10.11.2017, El Higo, 120,05km
Kolejne kilometry za mną. Otuchy idąc pod górkę w pełnym słońcu dodają mijający mnie kierowcy, ktorzy machają, migają światłami, trąbią pozdrawiając. Inną sprawą, że Czasami nie mam wolnej ręki żeby odmachać, bo akurat wpycham wózek pod górkę 🙂 A jeszcze ciekawsi są kierowcy busików między miastowych, którzy mijają mnie nawet kilka razy w ciągu dnia. Ci to mają ze mnie ubaw 😀
Pobocze równe, szerokie aż samo zaprasza na spacer. Cały Czas myślę, jak to będzie później, bardziej na północy w tych biedniejszych krajach.
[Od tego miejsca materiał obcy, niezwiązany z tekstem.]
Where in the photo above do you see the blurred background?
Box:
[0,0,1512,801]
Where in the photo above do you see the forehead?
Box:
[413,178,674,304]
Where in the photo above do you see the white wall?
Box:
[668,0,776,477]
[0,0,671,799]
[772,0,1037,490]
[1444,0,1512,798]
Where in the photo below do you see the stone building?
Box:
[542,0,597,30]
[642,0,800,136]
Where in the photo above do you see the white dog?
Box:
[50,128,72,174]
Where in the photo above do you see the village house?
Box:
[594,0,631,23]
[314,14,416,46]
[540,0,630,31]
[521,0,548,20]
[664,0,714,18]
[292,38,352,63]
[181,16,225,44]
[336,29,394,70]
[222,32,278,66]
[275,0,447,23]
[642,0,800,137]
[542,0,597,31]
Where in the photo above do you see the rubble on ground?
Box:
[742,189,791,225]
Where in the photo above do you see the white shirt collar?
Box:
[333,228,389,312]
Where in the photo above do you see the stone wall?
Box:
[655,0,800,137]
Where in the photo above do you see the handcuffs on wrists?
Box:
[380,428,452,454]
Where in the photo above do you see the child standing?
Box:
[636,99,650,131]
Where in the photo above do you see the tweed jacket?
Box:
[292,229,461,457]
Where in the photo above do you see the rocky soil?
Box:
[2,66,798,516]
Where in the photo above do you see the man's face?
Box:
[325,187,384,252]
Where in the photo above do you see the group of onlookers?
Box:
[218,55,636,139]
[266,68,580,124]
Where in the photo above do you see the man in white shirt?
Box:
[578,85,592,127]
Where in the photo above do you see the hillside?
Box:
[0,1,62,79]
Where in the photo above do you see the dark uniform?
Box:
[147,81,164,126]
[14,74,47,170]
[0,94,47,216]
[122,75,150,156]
Czy ten dziecięcy wózek wytrzyma na nierównościach Gwatemali?
11.11.2017, Anton, 150,04km
Ten wieczór chciałem spędzić w Anton, w naszym siostrzanym hostelu z Coronado. Tam miałem zamiar zostać na dwie noce dlatego pierwszy raz w ciągu jednego dnia miałem zrobić więcej niż 30km. Po drodze znalazłem na drodze gigantycznego, rozjechanego węża. Strach bedzie się rozbijać w polu. Bo jak nie trafie na węża, to trafi na mnie rozpędzony, koziołkujący przez pola samochód. Jakiś ujemnie rozgarnięty Panamczyk koziołkował na prostym odcinku i wturlał się daleeeeko w pole. Panowie z pomocy drogowej wyciągali go za pomocą dziesiątka lin. Zapamiętać: rozbijać się tylko za betonowymi zaporami przeciwczołgowymi.
Wąż!
Malunki w knajpach przedstawiające podawane posiłki. To mi się nigdy nie znudzi 🙂
Mijam kolejne podobne do siebie wioski. Bijao, Santa Clara i składającą się z kilkuedziesięciu domów i skrzyżowania Rio Hato (choć tutaj to już chyba miasteczko). Jak wąż prześlizguje się pod pasem lotniska Martinez Airport (wokół same pola. Naprawdę nie dało się wybudować tego pasa w innym miejscu?). W końcu jednak dłuuugim zakrętem wtaczam się do Anton. Nogi mi odpadają. Bąbael na prawej stopie nie daje o sobie zapomnieć. Ale jestem już pod dachem hostelu, mojego bezpiecznego portu przez kolejne 3 noce.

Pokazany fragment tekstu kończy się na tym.